Name That Tune

In my 20s, I worked in what we now call the “hospitality” business. I was a cocktail waitress for a time. One establishment had weekend entertainment: a jazz trio with a vocalist. They performed music from the Great American Songbook: show tunes and popular songs from the 30s, 40s and 50s. Those songs could also be heard from the jukebox when the combo wasn’t playing. I recognized them because, a decade prior, they were the music my mother listened to on her radio station and record player. Thanks to my immersion in this genre, I knew all the lyrics and artists who performed them. I could have been a contestant on “Name That Tune.”

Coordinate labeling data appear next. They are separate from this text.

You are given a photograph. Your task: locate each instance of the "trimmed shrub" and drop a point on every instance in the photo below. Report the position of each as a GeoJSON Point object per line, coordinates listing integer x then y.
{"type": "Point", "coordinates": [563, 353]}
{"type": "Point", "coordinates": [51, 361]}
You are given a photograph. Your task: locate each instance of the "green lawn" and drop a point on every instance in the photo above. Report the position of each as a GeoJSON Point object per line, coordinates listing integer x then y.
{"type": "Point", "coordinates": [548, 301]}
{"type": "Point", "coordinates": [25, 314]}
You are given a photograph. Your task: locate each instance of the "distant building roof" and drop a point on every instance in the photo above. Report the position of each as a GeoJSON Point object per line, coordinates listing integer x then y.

Over the years, I saw Frank Sinatra perform a few times, something I’d tell Mom about, and she lapped it up: What songs did he sing? What were the ladies wearing? Fast forward a few decades, and I learned that Tony Bennett was booked for a venue near me, and I tried to get tickets. At that time, hopefuls had to punch in the phone number, which returned a busy signal, and repeat until the box office answered their call. 

When I asked my mother to join me, she was thrilled. She was twice widowed, and it might have been 50 years since her last concert (one not starring one of her five children, anyway). I thought we could grab a bite before the show, but she admitted she was too excited to eat. 

The drive to and from the theater became a trip down memory lane for my mother. I was astonished at her recall of people, places and things that came back to her while thinking of certain songs Tony Bennett made famous, not the least of which was singing “I Want to Be Around” as she grieved a serious love interest lost to her.

Tony Bennett’s passing had me on memory lane, thinking about how his music brought so much happiness to my mother and of our extraordinary night together. Mom has passed but comes back to me when I hear the songs of that era; I only wish she heard some of the duets he performed in later life.